All this heroic attribution from the media is meant to serve a vested purpose: make other women jump into taking the same medical path, while not the least so beautiful as the actress, while any role of fatal woman is even in the shadows. The Market thanks for that.
The fear arising from a perceived risk
generally leads to an even higher
risk - and one more tangible. Mass
media has been adding a lot of
spice to that tangibility.
We named in the two previous parts of this article rare sources of actually rational information and argumentation, which our not among the best selling items of the media.
[We have not yet looked for other articles in The New York Times itself. We hope something more inquisitive and less misleading than Angelina Jolie's words haa come out, or will come out soon.] UPDATED (below)
We have by now retrieved a NTY article about the issue, published on the same day as Angelina's letter. It is long and we thus have not gone through all of it. But we soon found the statement quoted as follows, which echoes one of our main points:
"... some doctors also expressed worry that her [Angelina's] disclosure could be misinterpreted by other women, fueling the trend toward mastectomies that are not medically necessary for many early-stage breast cancers."

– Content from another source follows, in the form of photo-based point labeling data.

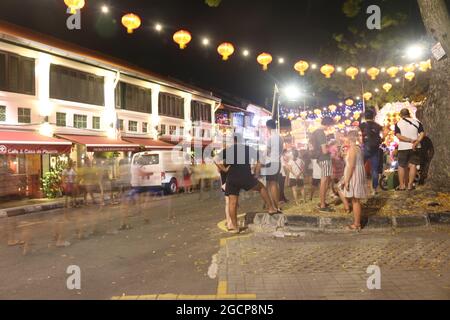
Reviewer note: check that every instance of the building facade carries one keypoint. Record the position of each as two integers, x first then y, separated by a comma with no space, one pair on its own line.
57,93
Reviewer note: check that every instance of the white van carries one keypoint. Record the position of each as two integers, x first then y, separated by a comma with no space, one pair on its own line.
159,170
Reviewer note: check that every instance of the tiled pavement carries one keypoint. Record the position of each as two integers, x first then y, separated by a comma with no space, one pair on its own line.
414,265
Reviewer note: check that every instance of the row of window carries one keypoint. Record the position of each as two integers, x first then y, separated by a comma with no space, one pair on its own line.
23,115
17,75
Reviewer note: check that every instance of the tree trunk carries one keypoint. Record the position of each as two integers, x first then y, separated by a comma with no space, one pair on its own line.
436,112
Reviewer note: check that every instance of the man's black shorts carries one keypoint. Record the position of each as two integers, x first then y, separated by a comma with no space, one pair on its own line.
234,186
276,176
296,183
407,157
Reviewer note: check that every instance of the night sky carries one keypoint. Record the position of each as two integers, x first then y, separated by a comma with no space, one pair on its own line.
291,29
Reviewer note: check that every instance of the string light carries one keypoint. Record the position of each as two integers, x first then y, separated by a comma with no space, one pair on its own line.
205,41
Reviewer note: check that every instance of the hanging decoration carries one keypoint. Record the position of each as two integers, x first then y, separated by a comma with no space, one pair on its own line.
226,49
392,71
327,70
410,76
74,5
373,73
352,72
387,87
182,38
424,66
301,66
409,68
264,59
367,96
131,22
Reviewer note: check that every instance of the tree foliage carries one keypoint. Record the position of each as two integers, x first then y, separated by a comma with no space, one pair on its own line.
362,47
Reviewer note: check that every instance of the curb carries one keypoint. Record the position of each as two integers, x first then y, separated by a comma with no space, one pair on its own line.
330,223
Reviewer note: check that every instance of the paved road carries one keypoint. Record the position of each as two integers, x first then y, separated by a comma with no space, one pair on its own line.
181,253
170,254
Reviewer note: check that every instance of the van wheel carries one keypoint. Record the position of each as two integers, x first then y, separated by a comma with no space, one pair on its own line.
172,188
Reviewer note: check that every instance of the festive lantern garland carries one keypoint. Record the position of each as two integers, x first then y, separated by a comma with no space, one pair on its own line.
264,59
131,22
410,76
373,73
182,38
327,70
74,5
387,87
352,72
226,49
301,67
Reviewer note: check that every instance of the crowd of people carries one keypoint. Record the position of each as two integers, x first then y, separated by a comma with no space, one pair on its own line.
342,167
346,165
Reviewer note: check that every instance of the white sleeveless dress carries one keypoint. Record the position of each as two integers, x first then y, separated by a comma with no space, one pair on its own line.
357,186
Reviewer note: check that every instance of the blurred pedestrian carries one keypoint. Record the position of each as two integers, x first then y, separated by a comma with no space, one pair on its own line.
353,185
322,154
410,132
68,180
295,174
273,167
372,138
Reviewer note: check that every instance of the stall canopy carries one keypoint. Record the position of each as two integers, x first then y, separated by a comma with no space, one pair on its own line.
101,144
29,142
148,143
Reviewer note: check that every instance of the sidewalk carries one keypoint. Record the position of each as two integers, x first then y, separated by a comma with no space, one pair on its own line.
22,207
414,265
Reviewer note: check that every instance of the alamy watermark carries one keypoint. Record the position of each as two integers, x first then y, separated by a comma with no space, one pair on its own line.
73,282
374,280
374,20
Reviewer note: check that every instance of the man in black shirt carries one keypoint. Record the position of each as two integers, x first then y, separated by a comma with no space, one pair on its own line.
321,153
239,158
372,132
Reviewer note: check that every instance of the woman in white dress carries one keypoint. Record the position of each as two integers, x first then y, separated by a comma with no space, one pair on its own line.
353,184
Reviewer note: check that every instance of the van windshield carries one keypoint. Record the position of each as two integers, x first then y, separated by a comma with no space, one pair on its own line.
147,160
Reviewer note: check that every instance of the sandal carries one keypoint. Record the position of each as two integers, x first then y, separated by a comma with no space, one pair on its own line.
353,228
233,231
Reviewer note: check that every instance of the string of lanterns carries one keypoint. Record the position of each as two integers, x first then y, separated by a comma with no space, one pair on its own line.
344,115
132,22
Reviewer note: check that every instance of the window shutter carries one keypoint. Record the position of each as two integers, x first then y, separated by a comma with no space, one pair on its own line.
3,72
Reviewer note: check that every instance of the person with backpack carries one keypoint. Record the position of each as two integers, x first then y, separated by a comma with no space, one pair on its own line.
410,132
372,133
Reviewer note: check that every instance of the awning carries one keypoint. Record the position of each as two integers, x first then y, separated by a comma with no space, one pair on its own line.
194,143
101,144
29,142
148,143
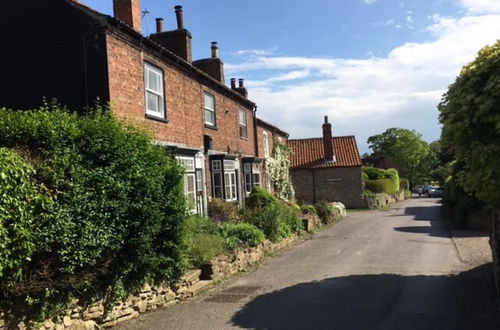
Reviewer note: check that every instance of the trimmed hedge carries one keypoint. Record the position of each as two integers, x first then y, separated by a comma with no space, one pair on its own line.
381,186
118,212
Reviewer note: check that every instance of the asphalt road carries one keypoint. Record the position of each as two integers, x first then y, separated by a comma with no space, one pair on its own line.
395,269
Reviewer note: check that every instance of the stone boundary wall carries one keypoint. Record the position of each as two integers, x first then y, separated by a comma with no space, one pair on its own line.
153,297
383,199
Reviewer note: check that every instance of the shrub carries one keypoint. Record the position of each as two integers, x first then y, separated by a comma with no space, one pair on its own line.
222,211
381,186
404,184
307,209
241,235
394,176
203,241
325,212
259,198
21,200
118,211
277,220
374,173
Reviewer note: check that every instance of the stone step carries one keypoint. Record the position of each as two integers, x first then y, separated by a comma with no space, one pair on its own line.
197,287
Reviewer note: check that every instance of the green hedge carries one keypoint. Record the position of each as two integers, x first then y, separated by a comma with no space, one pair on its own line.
118,211
381,186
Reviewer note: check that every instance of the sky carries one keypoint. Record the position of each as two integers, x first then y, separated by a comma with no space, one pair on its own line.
367,64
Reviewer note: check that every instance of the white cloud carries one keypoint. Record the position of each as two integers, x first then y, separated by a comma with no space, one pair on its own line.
481,6
365,96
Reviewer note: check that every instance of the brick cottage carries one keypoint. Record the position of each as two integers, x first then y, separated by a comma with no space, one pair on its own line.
65,50
327,169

That implies there is a market (including doctors, clinics, so forth) where one can be operated on unnecessarily. That must be especially true, of course, if a great disposition to paying high for treatment (knowingly, most people become so inclined when their health appears under great risk) proves viable. That may be not something ellegant to say, but once one gets blind when it comes to risks, the fear arising from a perceived risk generally leads to an even higher risk - and one more tangible. Mass media has been adding a lot of spice to that tangibility.